Part 2 of the series here.
It was not yet raining when our small Mt. Apo team met at the Davao City airport one Thursday morning a few years back. We arrived via different flights and bus rides since each of us came from various cities in Luzon, Visayas and Mindanao. It was also the first time that we saw each other in person after numerous text and email exchanges.
We then headed for Jezer Paro’s residence in Digos City. He was our trail master guide, whom we also met in person for the first time that day. After taking a quick lunch, rearranging our packs and finalizing our itineraries, we headed for the Mt. Apo Mountaineering Trekkers Information Center at Sitio Baras in Kapatagan, Digos City. We were to embark on a slightly modified Kapatagan trail in climbing Mt. Apo (2954 MASL), the highest mountain the Philippines.
Day 1: A Rainy start
The rains started by the time we got our climbing permits. I worried at that instant as I imagined a muddy and slippery ascent later on. On our way to the jump-off, we rode a 4×4 multicab which amazingly negotiated a way against the strong water flowing downstream. I thought to myself that if this is how the weather looks like from Day 1, then it might not be sunny in the next few days.
We alighted at Sitio Mainit and immediately took shelter at a small house in the area. We waited for the hard pouring rain to slow down and when it did, we began hiking on farm land. Along the way, we also saw how the downpour washed up the root crops in some fields. The rains may have delayed us a little bit, but it is a completely different story for the farmers who have labored long and hard only to see their crops washed away in just a few hours.
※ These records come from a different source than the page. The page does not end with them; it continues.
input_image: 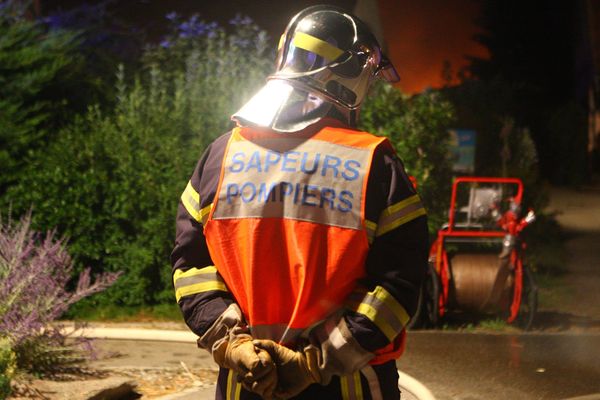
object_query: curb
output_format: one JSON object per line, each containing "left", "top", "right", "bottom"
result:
{"left": 65, "top": 327, "right": 199, "bottom": 343}
{"left": 399, "top": 371, "right": 436, "bottom": 400}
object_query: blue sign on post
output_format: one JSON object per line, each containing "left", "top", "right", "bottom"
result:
{"left": 449, "top": 129, "right": 476, "bottom": 174}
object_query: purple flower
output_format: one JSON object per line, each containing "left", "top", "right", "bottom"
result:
{"left": 0, "top": 212, "right": 121, "bottom": 373}
{"left": 168, "top": 14, "right": 220, "bottom": 41}
{"left": 229, "top": 14, "right": 253, "bottom": 26}
{"left": 166, "top": 11, "right": 178, "bottom": 22}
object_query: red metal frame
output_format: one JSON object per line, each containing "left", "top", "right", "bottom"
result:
{"left": 432, "top": 177, "right": 525, "bottom": 321}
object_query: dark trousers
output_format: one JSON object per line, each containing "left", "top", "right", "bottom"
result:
{"left": 214, "top": 360, "right": 400, "bottom": 400}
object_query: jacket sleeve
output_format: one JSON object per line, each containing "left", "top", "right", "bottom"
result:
{"left": 308, "top": 140, "right": 429, "bottom": 380}
{"left": 170, "top": 133, "right": 241, "bottom": 344}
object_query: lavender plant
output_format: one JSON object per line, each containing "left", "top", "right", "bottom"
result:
{"left": 0, "top": 212, "right": 121, "bottom": 375}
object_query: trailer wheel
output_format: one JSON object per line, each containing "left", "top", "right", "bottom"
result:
{"left": 407, "top": 262, "right": 440, "bottom": 329}
{"left": 513, "top": 266, "right": 538, "bottom": 330}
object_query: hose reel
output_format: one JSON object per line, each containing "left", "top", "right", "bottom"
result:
{"left": 449, "top": 253, "right": 513, "bottom": 313}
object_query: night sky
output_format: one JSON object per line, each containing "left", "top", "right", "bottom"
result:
{"left": 42, "top": 0, "right": 487, "bottom": 94}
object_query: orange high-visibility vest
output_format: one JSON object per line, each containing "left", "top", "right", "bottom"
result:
{"left": 204, "top": 126, "right": 403, "bottom": 360}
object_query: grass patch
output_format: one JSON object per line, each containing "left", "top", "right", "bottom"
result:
{"left": 64, "top": 302, "right": 182, "bottom": 322}
{"left": 477, "top": 318, "right": 508, "bottom": 331}
{"left": 437, "top": 313, "right": 514, "bottom": 332}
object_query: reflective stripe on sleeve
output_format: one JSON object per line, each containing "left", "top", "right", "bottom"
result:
{"left": 375, "top": 195, "right": 426, "bottom": 237}
{"left": 350, "top": 286, "right": 410, "bottom": 342}
{"left": 365, "top": 219, "right": 377, "bottom": 244}
{"left": 199, "top": 203, "right": 212, "bottom": 225}
{"left": 181, "top": 181, "right": 201, "bottom": 222}
{"left": 173, "top": 266, "right": 228, "bottom": 302}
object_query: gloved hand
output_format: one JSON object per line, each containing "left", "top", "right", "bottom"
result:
{"left": 213, "top": 334, "right": 278, "bottom": 398}
{"left": 253, "top": 339, "right": 322, "bottom": 399}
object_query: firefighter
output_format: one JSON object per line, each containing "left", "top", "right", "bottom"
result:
{"left": 171, "top": 5, "right": 428, "bottom": 399}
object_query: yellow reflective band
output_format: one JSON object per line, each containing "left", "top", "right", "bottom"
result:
{"left": 173, "top": 266, "right": 217, "bottom": 284}
{"left": 293, "top": 32, "right": 344, "bottom": 61}
{"left": 341, "top": 375, "right": 350, "bottom": 399}
{"left": 365, "top": 219, "right": 377, "bottom": 231}
{"left": 278, "top": 34, "right": 285, "bottom": 50}
{"left": 377, "top": 207, "right": 427, "bottom": 236}
{"left": 234, "top": 380, "right": 241, "bottom": 400}
{"left": 199, "top": 203, "right": 212, "bottom": 225}
{"left": 341, "top": 372, "right": 364, "bottom": 400}
{"left": 354, "top": 371, "right": 364, "bottom": 400}
{"left": 354, "top": 286, "right": 410, "bottom": 341}
{"left": 370, "top": 286, "right": 410, "bottom": 328}
{"left": 226, "top": 370, "right": 233, "bottom": 400}
{"left": 365, "top": 219, "right": 377, "bottom": 244}
{"left": 175, "top": 281, "right": 228, "bottom": 302}
{"left": 382, "top": 194, "right": 421, "bottom": 217}
{"left": 226, "top": 369, "right": 241, "bottom": 400}
{"left": 355, "top": 302, "right": 397, "bottom": 341}
{"left": 181, "top": 181, "right": 201, "bottom": 222}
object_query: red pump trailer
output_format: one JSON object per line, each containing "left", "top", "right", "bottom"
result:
{"left": 409, "top": 177, "right": 538, "bottom": 330}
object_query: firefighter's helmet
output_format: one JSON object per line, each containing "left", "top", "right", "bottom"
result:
{"left": 232, "top": 5, "right": 399, "bottom": 132}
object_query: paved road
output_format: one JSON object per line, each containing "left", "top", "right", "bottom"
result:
{"left": 399, "top": 331, "right": 600, "bottom": 400}
{"left": 88, "top": 330, "right": 600, "bottom": 400}
{"left": 545, "top": 182, "right": 600, "bottom": 323}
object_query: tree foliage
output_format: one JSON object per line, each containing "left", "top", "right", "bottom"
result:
{"left": 0, "top": 6, "right": 82, "bottom": 195}
{"left": 360, "top": 83, "right": 455, "bottom": 232}
{"left": 3, "top": 15, "right": 273, "bottom": 307}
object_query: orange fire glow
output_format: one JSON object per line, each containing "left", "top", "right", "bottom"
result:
{"left": 378, "top": 0, "right": 490, "bottom": 94}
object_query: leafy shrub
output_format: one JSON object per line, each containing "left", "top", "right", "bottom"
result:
{"left": 0, "top": 213, "right": 120, "bottom": 376}
{"left": 0, "top": 337, "right": 15, "bottom": 398}
{"left": 0, "top": 2, "right": 83, "bottom": 195}
{"left": 360, "top": 83, "right": 456, "bottom": 232}
{"left": 3, "top": 15, "right": 273, "bottom": 308}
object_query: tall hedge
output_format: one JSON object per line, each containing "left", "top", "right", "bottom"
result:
{"left": 0, "top": 7, "right": 82, "bottom": 195}
{"left": 4, "top": 16, "right": 273, "bottom": 306}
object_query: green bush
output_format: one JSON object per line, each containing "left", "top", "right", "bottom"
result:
{"left": 360, "top": 83, "right": 456, "bottom": 232}
{"left": 4, "top": 17, "right": 273, "bottom": 308}
{"left": 0, "top": 9, "right": 83, "bottom": 195}
{"left": 0, "top": 337, "right": 15, "bottom": 399}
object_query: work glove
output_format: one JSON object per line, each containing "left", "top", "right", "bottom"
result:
{"left": 213, "top": 331, "right": 278, "bottom": 398}
{"left": 253, "top": 339, "right": 322, "bottom": 399}
{"left": 198, "top": 304, "right": 277, "bottom": 398}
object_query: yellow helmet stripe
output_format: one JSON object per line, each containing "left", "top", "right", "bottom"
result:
{"left": 293, "top": 31, "right": 345, "bottom": 61}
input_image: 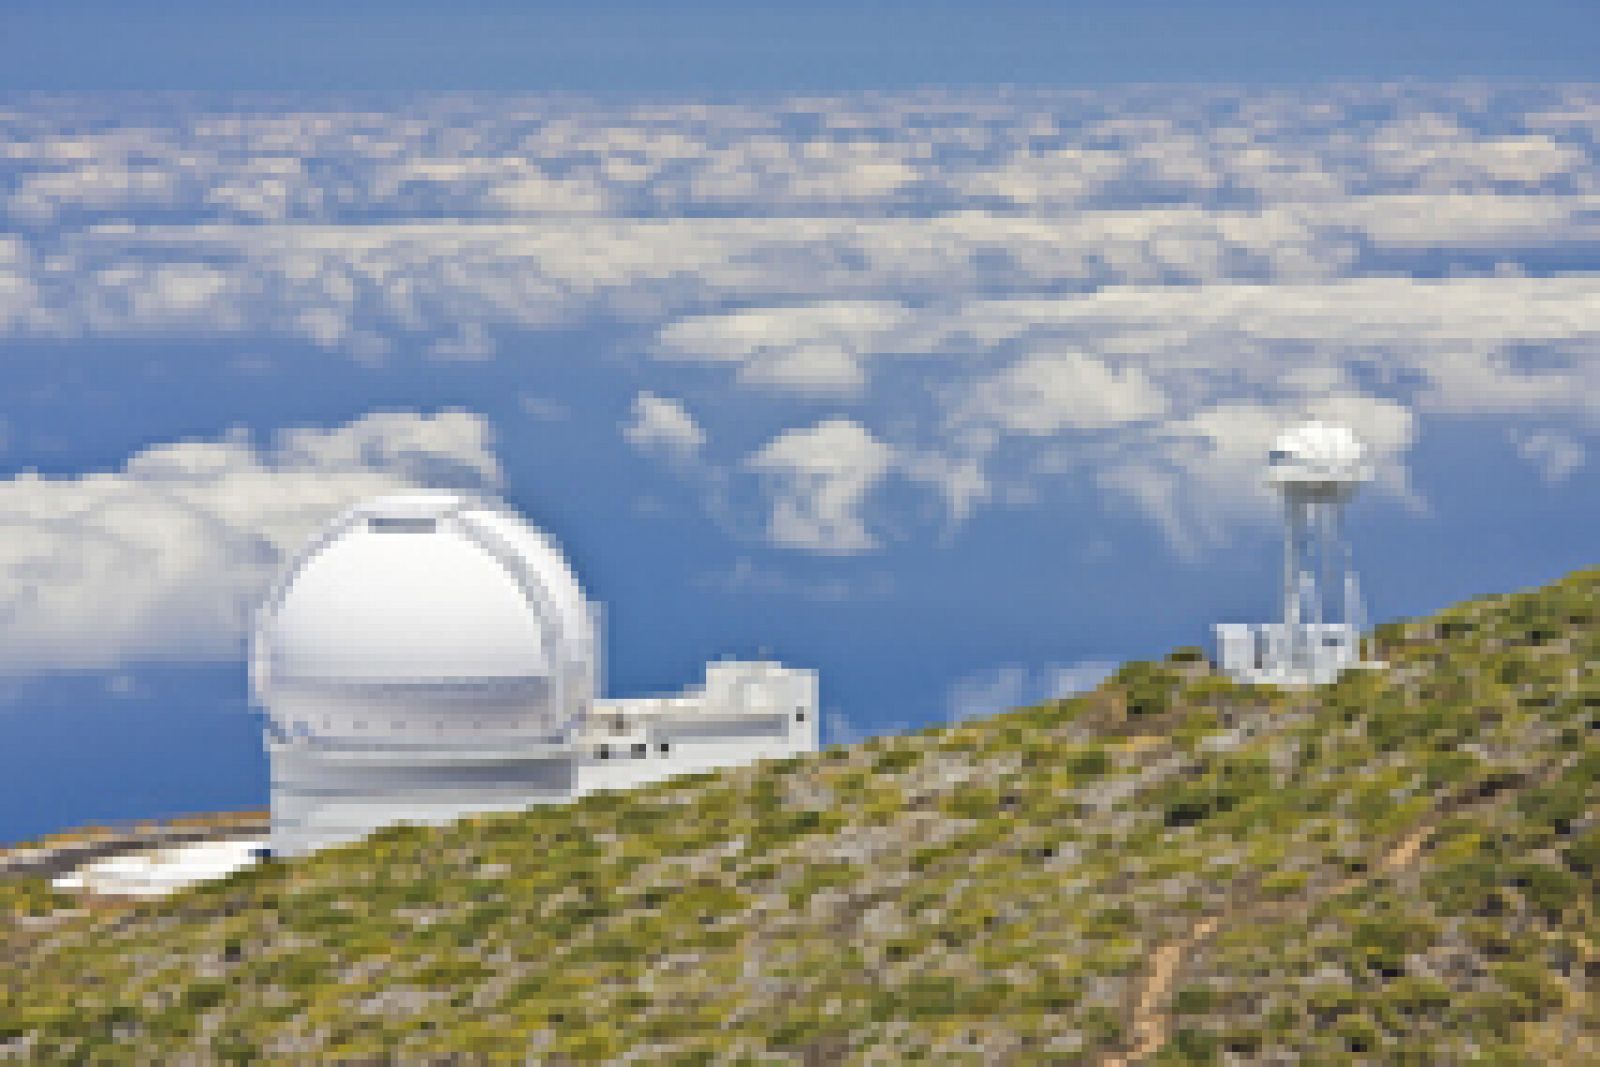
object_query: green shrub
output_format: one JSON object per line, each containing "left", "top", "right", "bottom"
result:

It was already nightfall when we arrived at Sitio Paradise. After taking a delicious soup prepared by our master chef Bintoy, we slept earlier than the usual to prepare us for the very long hike the following day.
Day 2: Ascent and Assault
The boulder face of Mt. Apo was very visible at dawn on Day 2. It also looked so near but we know that it is not of course. After taking our breakfast at another farm house, we then left for Camp Godi-Godi. We have to reach this stopover by 1:00 PM since this is the cut-off time for a safe summit assault that day.
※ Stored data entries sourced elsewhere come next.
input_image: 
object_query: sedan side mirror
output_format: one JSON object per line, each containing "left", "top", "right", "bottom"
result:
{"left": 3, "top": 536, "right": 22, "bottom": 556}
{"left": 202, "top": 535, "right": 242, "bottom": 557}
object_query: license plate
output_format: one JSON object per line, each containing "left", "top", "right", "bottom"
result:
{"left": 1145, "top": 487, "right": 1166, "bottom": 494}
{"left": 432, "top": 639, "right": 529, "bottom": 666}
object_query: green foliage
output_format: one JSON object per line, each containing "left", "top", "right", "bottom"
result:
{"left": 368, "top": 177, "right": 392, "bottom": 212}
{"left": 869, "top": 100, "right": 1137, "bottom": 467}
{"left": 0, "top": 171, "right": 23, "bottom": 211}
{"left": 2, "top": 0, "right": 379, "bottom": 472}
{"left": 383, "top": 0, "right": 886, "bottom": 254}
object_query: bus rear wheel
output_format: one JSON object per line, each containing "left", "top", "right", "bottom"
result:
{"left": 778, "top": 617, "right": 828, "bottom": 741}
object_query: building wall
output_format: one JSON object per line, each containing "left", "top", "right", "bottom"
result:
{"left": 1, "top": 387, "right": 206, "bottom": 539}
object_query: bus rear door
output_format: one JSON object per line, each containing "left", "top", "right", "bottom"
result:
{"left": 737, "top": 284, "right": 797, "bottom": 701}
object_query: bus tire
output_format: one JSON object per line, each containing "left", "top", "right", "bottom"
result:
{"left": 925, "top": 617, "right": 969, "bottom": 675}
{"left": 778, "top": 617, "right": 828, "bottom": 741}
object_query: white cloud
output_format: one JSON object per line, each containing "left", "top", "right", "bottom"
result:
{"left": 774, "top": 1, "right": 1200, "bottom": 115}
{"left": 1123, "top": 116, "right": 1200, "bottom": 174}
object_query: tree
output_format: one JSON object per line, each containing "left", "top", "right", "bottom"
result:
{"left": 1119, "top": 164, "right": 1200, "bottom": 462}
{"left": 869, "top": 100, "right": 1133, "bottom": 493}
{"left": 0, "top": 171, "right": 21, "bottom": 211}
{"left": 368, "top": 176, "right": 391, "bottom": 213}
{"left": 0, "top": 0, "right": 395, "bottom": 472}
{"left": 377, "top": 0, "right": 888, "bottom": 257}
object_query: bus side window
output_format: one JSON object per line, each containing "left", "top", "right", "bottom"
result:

Cut-off times are strictly respected by mountaineers since these already account for the other uncertainties – unpredictable weather, possible change in terrain, your respective group’s speed among many other factors. Beyond that hour, a safe passage to the next stopover is not guaranteed.
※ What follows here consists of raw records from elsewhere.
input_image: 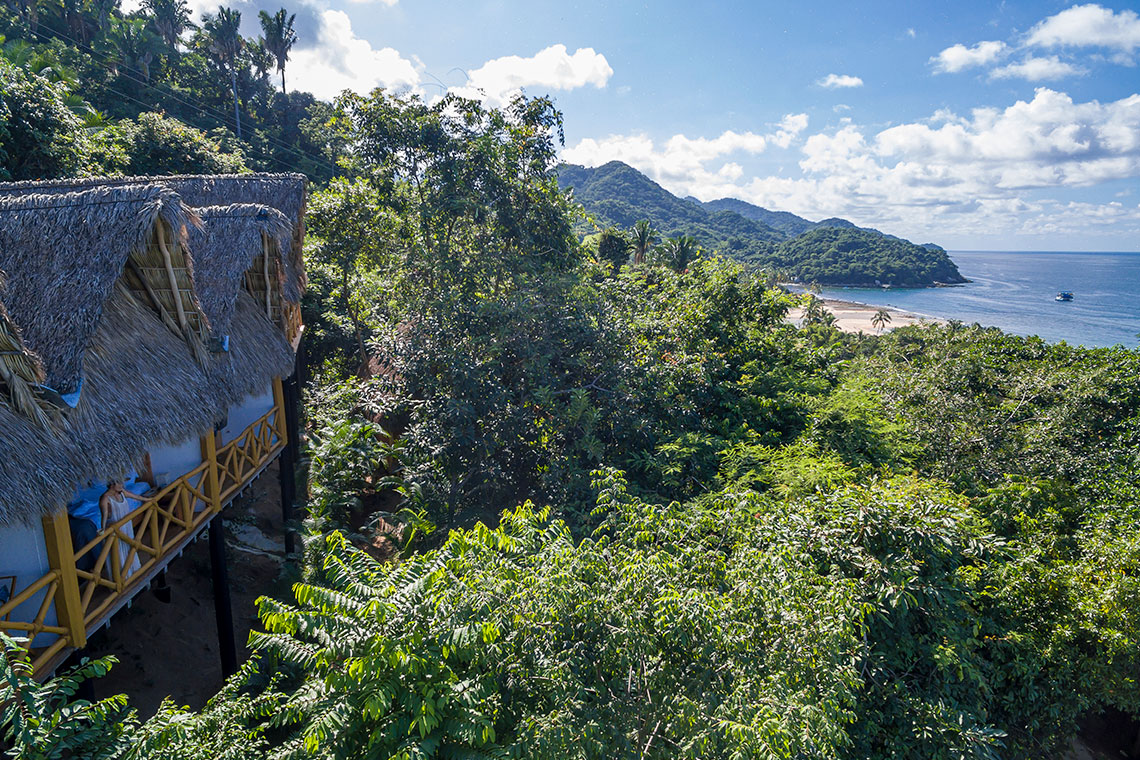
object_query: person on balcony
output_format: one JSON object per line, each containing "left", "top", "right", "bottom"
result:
{"left": 100, "top": 481, "right": 149, "bottom": 580}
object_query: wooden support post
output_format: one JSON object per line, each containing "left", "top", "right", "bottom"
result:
{"left": 275, "top": 375, "right": 299, "bottom": 555}
{"left": 155, "top": 220, "right": 189, "bottom": 333}
{"left": 208, "top": 515, "right": 237, "bottom": 678}
{"left": 278, "top": 438, "right": 296, "bottom": 556}
{"left": 271, "top": 377, "right": 289, "bottom": 445}
{"left": 41, "top": 510, "right": 87, "bottom": 649}
{"left": 262, "top": 242, "right": 273, "bottom": 318}
{"left": 201, "top": 430, "right": 222, "bottom": 515}
{"left": 292, "top": 336, "right": 305, "bottom": 464}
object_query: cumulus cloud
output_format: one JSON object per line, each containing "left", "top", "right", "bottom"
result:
{"left": 1027, "top": 4, "right": 1140, "bottom": 53}
{"left": 770, "top": 113, "right": 810, "bottom": 148}
{"left": 990, "top": 55, "right": 1087, "bottom": 81}
{"left": 930, "top": 40, "right": 1008, "bottom": 73}
{"left": 561, "top": 89, "right": 1140, "bottom": 244}
{"left": 818, "top": 73, "right": 864, "bottom": 88}
{"left": 289, "top": 10, "right": 420, "bottom": 100}
{"left": 562, "top": 129, "right": 769, "bottom": 192}
{"left": 449, "top": 44, "right": 613, "bottom": 106}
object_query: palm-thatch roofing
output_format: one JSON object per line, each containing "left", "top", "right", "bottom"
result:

The terrain from Sitio Mainit to Godi-Godi gradually changed from farm land into mossy forests. We stopped by Upper Sabwag and Baroring for a quick rest. The trail was steep for most parts but there are level grounds and downhill portions as well. I liked the change in landscape since the narrow paths led us through tall fern and hardwood trees. The temperature slowly dropped too as we hiked higher up the slopes.
Our group arrived at Godi-Godi at around 12:45 PM. After taking our lunch, we finally began our assault for the peak. The forest cover gradually cleared out in our ascent. And when the terrain turned rocky, we knew that we were at the foot of Mt. Apo’s famous boulder face. From where I was standing that time, I could say that the view above us was both a lovely and fearsome sight to behold.
We took the left side or the direct assault route which I gather is not taken by most mountaineers. Although this looked precariously steep from the other side, we were assured that this trail provided the fastest and, surprisingly, the easiest way up the peak. It is indeed steep but the pathway has manageable steps and was clear of the gigantic boulders. It was like climbing a very long staircase with small rocks to step on. But even so, we exercised caution the entire time. We saw to it that no rocks were dislodged in each of our step as these may pose a threat to the many climbers below us.
What probably gave some of my friends the additional boost were the wild berries scattered along the trail. It blows my mind to think how these shrubs managed to survive amidst the sulfuric fumes, let alone flourish at this altitude. But I am thankful that it gave us a needed diversion or encouragement to some extent, in comparison to the lifeless rocks around us.
We were able to reach the peak of the highest mountain in the Philippines after a total of almost 12 hours of hiking, climbing, and occasional slipping in between. While we were supposed to celebrate this humble feat like the idiots who set off fireworks later that evening, our visibly exhausted group chose to call it a night instead. It was getting really cold too and the howling winds were probably Mt. Apo’s response to the rambunctious party atmosphere at the camp site. The peak exploration and mandatory picture taking would have to wait until Day 3.
Looking back now, Mt. Apo surprised me even if there are a lot of handful information about it online. I now have a sobering respect for this mountain for both its unpredictability and grandeur. Contrary to what the print on our complimentary shirts would boldly say, I feel that I did not conquer this mountain at all. It was never an enemy that I can subjugate in the first place.
At the rooftop of the Philippines, I conquered myself instead.
Our previous Climp Apo operator is no longer in business. However, there are many outfitters who can provide all-in packages – tent, meals, fees and even airport transfers.
Digos is an hour or so away from Francisco Bangoy/Davao International Airport (IATA: Davao).